Ma Yansong also made sure to prioritize the beauty of this project because of the stigma surrounding sports facility architecture. Both in China and urban areas as a whole, stadium construction is often heavily protested. Of course, the buildings serve as a great source of entertainment for the people, and a great source of functionality for athletes, but International urban research has found that many hold resentment towards industrial seaming stadiums constructed within urban areas. Thus, MAD Architects wanted to make a statement with the centerpiece of this sports complex, and they wanted to create an equally functional and beautiful design.

== Key Features and Facilities ==
The stadium has many notable features, each included for functional reasons, symbolic reasons, or both. These features include:
- Floating Canopy: A 250-meter-diameter PTFE membrane roof resembling a "halo" or "floating cloud," supported by nine pillars with a maximum span of 95 meters. The lower membrane features micro-perforations for acoustic optimization, while the upper layer is rain-resistant.
- Earth-Sheltered Structure: Over 60% of facilities, including parking and entryways, are built underground to minimize visual impact.
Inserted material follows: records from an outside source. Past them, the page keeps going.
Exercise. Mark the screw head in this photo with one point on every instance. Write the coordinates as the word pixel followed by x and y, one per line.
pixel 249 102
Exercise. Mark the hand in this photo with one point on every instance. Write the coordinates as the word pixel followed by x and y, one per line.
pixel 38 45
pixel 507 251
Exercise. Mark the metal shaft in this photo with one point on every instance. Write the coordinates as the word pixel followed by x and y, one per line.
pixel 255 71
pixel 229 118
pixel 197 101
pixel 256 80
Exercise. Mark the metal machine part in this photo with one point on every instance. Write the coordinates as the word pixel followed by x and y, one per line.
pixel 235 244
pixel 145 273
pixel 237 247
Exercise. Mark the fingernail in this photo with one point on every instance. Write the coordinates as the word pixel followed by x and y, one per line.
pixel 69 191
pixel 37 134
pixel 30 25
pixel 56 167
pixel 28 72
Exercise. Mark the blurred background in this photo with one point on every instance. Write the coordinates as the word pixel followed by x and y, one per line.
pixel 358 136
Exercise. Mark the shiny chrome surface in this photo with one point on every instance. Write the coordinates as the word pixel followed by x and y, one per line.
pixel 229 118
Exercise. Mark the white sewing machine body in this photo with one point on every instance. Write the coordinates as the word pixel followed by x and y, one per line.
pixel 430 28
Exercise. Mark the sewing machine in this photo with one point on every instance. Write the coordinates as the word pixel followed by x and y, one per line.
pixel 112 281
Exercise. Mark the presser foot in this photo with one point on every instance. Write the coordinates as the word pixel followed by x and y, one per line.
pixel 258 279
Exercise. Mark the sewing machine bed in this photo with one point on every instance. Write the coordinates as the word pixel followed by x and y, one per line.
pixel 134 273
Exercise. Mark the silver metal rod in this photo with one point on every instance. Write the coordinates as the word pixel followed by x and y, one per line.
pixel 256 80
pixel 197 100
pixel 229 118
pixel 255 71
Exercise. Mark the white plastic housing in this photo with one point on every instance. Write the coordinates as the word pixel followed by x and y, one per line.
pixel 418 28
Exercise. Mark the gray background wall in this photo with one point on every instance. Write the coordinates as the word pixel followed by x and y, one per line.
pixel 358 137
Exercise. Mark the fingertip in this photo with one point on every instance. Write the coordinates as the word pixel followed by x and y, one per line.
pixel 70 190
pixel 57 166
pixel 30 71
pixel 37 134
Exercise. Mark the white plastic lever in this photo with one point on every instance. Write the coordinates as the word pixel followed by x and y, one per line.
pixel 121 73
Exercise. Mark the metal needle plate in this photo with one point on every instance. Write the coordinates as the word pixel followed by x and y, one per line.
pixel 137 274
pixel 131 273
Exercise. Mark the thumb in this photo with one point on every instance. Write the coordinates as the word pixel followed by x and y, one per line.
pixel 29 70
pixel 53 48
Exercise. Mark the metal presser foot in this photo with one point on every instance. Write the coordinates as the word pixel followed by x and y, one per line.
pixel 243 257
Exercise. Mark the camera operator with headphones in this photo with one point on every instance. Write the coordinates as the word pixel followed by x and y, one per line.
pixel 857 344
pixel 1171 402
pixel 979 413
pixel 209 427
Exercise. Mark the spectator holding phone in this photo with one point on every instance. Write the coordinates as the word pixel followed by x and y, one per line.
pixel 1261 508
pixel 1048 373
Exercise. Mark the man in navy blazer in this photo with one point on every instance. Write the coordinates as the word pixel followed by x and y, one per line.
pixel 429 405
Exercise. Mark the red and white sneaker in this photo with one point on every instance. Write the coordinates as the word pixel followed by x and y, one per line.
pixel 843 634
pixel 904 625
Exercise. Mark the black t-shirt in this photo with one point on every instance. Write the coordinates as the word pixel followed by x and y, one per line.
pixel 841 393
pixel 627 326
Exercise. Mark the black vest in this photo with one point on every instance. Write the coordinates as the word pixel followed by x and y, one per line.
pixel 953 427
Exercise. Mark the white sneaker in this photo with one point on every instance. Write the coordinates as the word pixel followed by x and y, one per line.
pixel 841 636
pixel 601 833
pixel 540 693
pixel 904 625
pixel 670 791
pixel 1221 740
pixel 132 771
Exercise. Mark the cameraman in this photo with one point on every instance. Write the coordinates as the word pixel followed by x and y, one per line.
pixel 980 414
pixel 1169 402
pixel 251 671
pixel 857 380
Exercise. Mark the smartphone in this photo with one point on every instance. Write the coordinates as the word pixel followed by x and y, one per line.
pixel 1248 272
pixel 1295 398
Skylights and openings allow natural light into subterranean spaces.
- Concrete Columns: Sixty exposed wood-grained concrete walls blend interior and exterior spaces, providing structural support and aesthetic warmth.
- Landscape Integration: Sloped façades mimic nearby mountain ridges, encouraging visitors to climb the structure even when events are not occurring.
The stadium has multicolored seating, a brightly lit soccer stadium, and a full track surrounding it. The stadium is surrounded by bike paths and walkways, contributing to the communal feel of this piece. Architectural critics and magazines compliment the stadium's understanding of functionality with its unique use of materials and lighting as well as Yansong's message with grassy mounds perfectly blending the modern stadium into the landscape.

The facilities for this stadium are substantial, meant to provide large crowds with convenience and luxury. The facilities include:
- Seating: 30,000 seats arranged in undulating tiers, colored in green and white to mirror the surrounding landscape.
- Underground amenities: Parking for 3,000 vehicles, retail spaces, and training facilities.
- Accessibility: Ramps, elevators, and wheelchair-accessible seating.
- Technology: LED screens and integrated lighting systems embedded into the ceiling structure.
Key Features and Facilities Images

== Future Plans ==
Although the remainder of the Quzhou Sports Complex has yet to be constructed, the stadium itself was inaugurated in 2021 in a ceremony hosting the Zhejiang Province athletic competition. Of course, the stadium is just a small piece of this puzzle. Eventually, this sports park will include a 10,000-seat gymnasium, 2,000-seat natatorium, and even science museum by 2025. It is intended to become a hub of every possible athletic event, as well as a variety of other sources of entertainment. The stadium, remaining at the center, will host soccer matches and other competitions for the Chinese Provinces and possibly beyond.